As well as being used for extraction, regex also has many other use cases within Lumar such as matching URLs for inclusion and exclusion within crawls. Google Analytics also supports regex matches, which is a very powerful way to filter reports within the tool.
There are many different regular expression languages, but at Lumar we use Ruby.
The search patterns you create can be teamed up with SEO tools that present the snippets of code you find in a meaningful, digestible way. If you create a custom extraction query using regex within Lumar to search for product prices that are coded into your site, for example, then you’ll get a handy list of pages with their prices listed for you.
RegEx Guides
Here you can find a refresher course on using regex. Understanding and writing regex can be quite daunting at first, but once you’ve got the basics of the different characters and their functions then you’ll get to grips with it in no time. Take a look at this guide on the basics of regular expression to get started.
The key to using regex correctly is establishing patterns that appear within your source code. Every website is coded differently, so there will never be a ‘one size fits all’ guide to custom extraction. The only universal strings are the ones that will always appear in the same way on any website, such as the Google Analytics code tag.

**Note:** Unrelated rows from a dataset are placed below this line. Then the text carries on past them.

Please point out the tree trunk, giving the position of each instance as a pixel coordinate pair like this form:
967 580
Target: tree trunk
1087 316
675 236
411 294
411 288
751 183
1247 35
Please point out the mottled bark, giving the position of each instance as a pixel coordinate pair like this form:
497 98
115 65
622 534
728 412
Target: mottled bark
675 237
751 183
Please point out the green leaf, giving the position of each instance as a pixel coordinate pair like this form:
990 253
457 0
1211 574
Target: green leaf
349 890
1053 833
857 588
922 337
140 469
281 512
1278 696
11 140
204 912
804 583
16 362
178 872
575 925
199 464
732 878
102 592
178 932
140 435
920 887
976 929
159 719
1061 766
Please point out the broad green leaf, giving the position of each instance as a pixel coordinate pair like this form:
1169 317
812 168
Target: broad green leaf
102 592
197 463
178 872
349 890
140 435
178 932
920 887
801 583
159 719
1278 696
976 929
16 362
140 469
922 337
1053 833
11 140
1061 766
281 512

The best way to identify the patterns of code that are unique to your site is to get some examples of each of the templates, ‘Inspect’ element or open ‘View Page Source’ and dive in!

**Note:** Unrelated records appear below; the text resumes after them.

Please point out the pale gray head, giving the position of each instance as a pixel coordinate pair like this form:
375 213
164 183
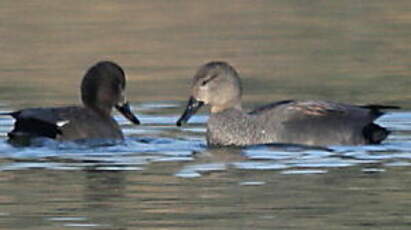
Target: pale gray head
216 84
103 87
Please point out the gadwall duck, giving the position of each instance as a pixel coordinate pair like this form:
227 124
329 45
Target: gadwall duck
318 123
102 88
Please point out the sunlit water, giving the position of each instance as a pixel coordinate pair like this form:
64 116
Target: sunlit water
165 177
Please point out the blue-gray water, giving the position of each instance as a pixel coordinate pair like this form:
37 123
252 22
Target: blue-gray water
163 176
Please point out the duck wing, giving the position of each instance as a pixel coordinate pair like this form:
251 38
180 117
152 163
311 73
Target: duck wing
324 123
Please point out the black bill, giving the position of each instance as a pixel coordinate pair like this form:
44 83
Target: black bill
126 111
192 107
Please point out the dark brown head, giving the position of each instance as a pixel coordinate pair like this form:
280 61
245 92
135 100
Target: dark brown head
103 87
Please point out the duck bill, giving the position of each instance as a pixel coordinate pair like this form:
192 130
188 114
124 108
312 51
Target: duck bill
126 111
192 107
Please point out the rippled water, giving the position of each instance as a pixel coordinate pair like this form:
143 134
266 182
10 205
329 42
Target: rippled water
165 177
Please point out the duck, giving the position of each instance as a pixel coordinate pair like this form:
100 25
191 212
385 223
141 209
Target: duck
310 122
102 89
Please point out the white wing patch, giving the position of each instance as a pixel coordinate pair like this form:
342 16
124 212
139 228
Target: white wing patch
62 123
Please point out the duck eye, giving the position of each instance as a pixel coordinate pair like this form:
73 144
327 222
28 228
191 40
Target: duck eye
204 82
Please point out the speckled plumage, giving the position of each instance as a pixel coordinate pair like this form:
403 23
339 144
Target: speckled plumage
319 123
102 89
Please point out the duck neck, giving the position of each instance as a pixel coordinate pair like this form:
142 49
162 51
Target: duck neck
221 108
101 110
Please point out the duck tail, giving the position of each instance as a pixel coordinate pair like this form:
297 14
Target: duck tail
374 133
378 107
13 114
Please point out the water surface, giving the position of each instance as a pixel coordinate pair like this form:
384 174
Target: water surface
164 177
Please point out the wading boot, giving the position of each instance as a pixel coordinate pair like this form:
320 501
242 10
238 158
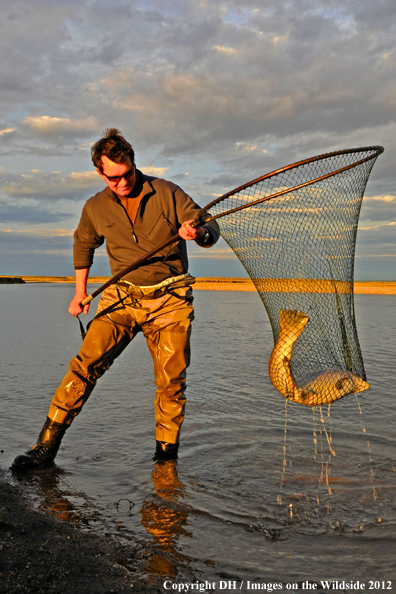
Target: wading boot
165 450
44 451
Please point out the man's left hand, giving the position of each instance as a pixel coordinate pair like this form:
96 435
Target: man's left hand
188 233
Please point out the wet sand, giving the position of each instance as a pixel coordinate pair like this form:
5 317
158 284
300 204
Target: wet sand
234 284
42 554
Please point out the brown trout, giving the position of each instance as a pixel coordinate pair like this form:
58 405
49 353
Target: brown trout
315 388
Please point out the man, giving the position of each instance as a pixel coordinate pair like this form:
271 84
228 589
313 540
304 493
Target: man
133 214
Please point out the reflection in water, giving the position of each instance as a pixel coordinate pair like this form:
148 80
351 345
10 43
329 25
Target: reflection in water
53 496
165 517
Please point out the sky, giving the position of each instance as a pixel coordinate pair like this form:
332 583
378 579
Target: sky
210 94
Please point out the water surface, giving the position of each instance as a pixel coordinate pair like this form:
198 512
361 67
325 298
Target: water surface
264 489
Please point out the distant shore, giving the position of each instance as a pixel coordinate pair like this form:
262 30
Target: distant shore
209 283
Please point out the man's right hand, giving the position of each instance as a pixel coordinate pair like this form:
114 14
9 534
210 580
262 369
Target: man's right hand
75 307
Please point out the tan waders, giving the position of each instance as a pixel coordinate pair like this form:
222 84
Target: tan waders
165 318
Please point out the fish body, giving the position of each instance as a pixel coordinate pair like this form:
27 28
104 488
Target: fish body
322 387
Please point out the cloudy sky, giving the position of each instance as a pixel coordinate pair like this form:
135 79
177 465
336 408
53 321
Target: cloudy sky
211 95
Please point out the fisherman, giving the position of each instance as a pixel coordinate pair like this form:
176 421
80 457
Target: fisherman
133 214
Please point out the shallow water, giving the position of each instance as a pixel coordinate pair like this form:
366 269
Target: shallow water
264 490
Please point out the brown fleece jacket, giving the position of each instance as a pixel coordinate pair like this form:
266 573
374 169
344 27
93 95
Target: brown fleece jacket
162 210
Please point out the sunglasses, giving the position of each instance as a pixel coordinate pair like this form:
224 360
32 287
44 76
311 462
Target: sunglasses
115 179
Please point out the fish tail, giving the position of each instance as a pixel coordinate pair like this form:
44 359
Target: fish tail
293 321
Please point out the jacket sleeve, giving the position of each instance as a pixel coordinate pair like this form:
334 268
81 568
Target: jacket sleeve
86 241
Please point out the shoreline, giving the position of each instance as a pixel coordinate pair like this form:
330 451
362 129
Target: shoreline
208 283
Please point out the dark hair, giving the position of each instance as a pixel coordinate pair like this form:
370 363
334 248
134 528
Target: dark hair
114 147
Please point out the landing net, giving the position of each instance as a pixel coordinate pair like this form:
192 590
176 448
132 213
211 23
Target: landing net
294 230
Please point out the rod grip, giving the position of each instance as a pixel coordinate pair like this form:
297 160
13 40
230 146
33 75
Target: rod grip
87 300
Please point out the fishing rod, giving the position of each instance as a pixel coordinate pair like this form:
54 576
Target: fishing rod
205 217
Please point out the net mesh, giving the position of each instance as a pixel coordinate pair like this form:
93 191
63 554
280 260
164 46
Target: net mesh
298 248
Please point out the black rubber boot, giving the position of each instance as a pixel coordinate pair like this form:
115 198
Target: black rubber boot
165 450
44 451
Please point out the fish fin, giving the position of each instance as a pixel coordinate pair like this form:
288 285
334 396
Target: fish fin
364 386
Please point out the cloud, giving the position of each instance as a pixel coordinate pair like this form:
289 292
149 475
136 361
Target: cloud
56 185
52 126
227 91
6 131
154 171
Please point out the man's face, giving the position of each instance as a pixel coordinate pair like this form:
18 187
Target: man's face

Rubular is a great tool for trying and testing the regex strings you create off the back of the findings from your template analysis. This tool also supports Ruby testing so it’s perfect for trialing anything you want to include in within Lumar.

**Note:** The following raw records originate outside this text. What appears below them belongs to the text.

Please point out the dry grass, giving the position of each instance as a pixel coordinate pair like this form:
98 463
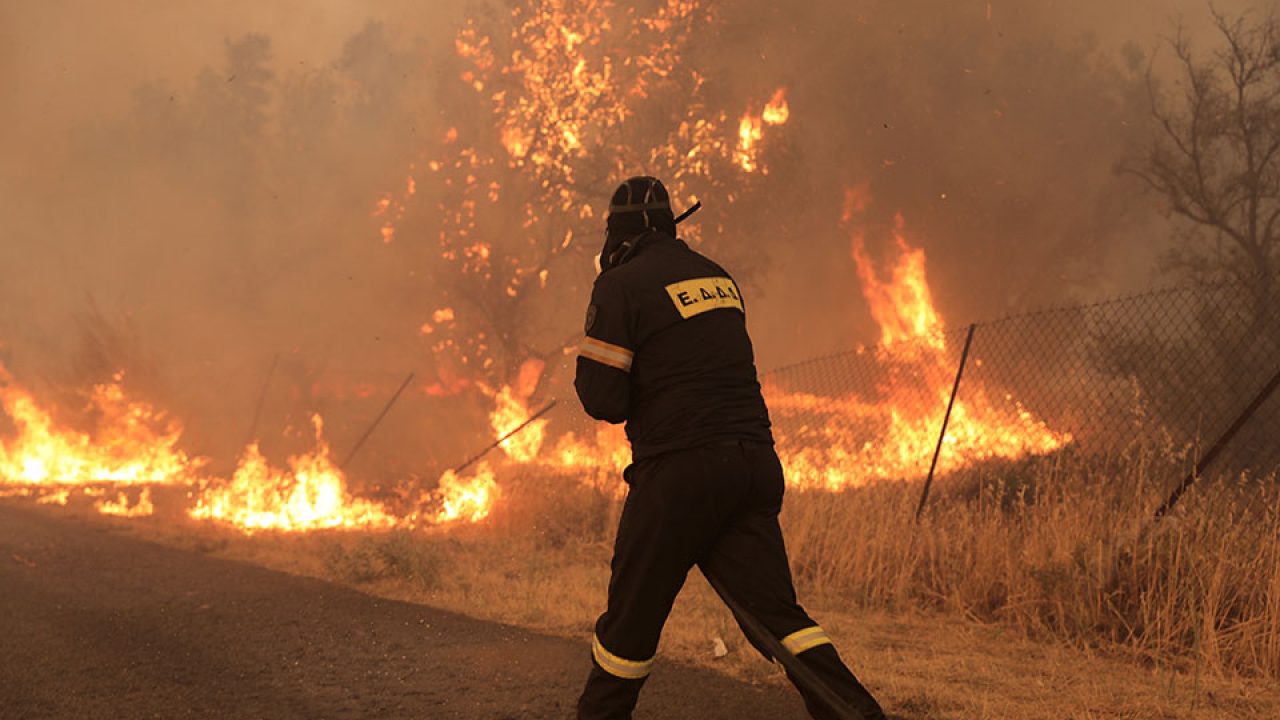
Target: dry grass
1064 550
1033 589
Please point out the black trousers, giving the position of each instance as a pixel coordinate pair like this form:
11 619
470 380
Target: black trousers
716 507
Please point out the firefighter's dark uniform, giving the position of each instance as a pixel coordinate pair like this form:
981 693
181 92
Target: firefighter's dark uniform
667 351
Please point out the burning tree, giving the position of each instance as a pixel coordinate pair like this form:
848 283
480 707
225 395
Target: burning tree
561 100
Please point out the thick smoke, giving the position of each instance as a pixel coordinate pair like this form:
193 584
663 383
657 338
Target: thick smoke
187 191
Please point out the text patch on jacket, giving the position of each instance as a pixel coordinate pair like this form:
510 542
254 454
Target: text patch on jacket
699 295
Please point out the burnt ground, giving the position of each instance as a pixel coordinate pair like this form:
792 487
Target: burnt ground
94 624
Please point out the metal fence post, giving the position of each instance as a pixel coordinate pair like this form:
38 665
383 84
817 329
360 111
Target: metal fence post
1220 445
946 419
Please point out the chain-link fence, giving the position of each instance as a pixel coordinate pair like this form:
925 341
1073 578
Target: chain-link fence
1170 370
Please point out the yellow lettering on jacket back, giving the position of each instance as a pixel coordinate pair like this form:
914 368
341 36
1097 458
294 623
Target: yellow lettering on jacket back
699 295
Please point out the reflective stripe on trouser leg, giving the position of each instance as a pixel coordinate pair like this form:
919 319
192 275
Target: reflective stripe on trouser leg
805 639
618 666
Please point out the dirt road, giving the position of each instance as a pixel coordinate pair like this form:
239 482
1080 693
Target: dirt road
94 624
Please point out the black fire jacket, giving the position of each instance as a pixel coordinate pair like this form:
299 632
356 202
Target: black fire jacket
667 351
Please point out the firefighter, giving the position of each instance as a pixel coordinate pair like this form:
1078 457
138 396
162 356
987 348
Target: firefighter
667 352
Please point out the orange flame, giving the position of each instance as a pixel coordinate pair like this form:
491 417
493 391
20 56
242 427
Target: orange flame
466 499
310 495
750 131
131 442
850 441
122 507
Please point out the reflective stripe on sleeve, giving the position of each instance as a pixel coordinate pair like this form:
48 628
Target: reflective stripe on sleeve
606 354
618 666
805 639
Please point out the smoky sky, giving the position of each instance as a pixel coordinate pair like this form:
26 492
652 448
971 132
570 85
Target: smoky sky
101 235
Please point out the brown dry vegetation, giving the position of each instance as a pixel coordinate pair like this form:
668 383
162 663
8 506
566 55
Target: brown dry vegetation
1032 589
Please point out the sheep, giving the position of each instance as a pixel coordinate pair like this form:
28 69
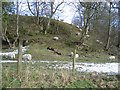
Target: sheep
72 54
87 36
98 41
27 57
80 30
76 55
112 57
55 38
11 55
77 33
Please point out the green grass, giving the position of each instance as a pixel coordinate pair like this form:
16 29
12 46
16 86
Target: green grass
39 76
40 52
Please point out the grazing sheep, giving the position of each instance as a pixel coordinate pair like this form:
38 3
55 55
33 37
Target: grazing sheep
27 57
97 41
80 30
87 36
112 57
11 55
76 55
72 54
8 55
55 38
77 33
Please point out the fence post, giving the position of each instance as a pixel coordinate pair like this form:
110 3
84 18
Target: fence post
19 64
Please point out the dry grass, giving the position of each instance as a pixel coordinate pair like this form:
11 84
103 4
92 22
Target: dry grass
34 76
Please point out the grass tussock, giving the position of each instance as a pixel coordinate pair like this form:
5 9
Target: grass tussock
35 76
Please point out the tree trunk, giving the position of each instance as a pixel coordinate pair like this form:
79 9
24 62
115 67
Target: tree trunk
109 29
119 31
19 64
48 26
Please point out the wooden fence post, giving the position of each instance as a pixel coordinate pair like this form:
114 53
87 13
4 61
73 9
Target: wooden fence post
74 59
19 63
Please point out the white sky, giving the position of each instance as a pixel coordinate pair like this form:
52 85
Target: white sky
66 16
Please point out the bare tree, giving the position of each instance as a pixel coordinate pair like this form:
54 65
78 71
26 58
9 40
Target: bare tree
86 12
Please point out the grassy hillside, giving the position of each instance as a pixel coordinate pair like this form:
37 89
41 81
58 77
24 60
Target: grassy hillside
38 41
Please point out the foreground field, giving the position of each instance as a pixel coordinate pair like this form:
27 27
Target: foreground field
39 76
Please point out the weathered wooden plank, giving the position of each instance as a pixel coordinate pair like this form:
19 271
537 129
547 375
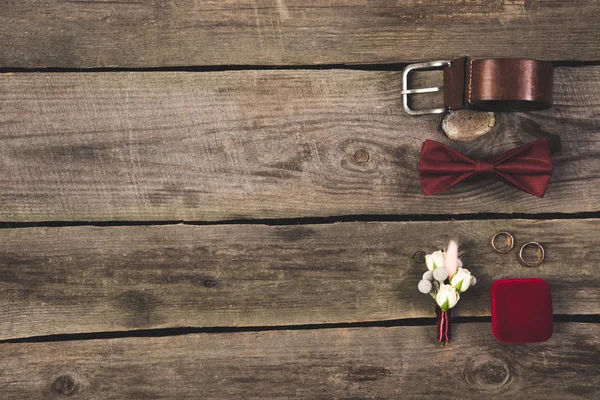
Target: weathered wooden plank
158 33
90 279
262 144
365 363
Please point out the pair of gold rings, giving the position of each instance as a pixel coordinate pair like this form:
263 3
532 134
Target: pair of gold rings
510 243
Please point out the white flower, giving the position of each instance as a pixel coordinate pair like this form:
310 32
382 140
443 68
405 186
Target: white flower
451 258
447 297
425 286
438 259
429 262
434 260
440 274
461 280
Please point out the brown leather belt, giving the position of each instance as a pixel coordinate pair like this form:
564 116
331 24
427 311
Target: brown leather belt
492 84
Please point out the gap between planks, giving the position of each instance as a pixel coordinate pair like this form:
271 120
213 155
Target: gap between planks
62 280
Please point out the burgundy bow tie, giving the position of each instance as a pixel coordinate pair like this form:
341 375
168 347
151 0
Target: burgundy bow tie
528 167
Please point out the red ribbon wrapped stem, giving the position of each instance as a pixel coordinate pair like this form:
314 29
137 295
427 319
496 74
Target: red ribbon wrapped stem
443 325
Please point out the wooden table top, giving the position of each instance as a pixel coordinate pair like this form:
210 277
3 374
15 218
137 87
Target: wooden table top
220 199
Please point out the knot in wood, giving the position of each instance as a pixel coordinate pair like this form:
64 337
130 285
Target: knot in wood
465 125
419 257
487 372
211 283
65 385
361 156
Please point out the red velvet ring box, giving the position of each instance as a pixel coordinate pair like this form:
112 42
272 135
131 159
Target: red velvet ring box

Why is Custom Extraction so Useful?
One of the best ways of making an SEO tool, particularly a website crawler, work for you is through utilising custom extraction. This feature allows you to get right to the heart of your website and scrape the most important information from the HTML that will be most useful. Custom extraction sifts through the mass of code on your site and returns the data you want in a neat, orderly manner. When you know how to use this feature, Lumar becomes far more flexible and produces more granular data.
We already provide a high level of detail on site health and performance in our reports, but if you’d like to go beyond our reports and uncover even more detail about your site, then a line of regex may be all you need. Custom extraction is something that needs to be tailored to the requirements of each site so we can’t provide a blanket service that suits everyone for this, but working out the strings of regex that work best for your site will be well worth it.
To add Custom extractions to your crawl, go to the Advanced Settings (step 4 of the crawl setup) and scroll down to Extraction.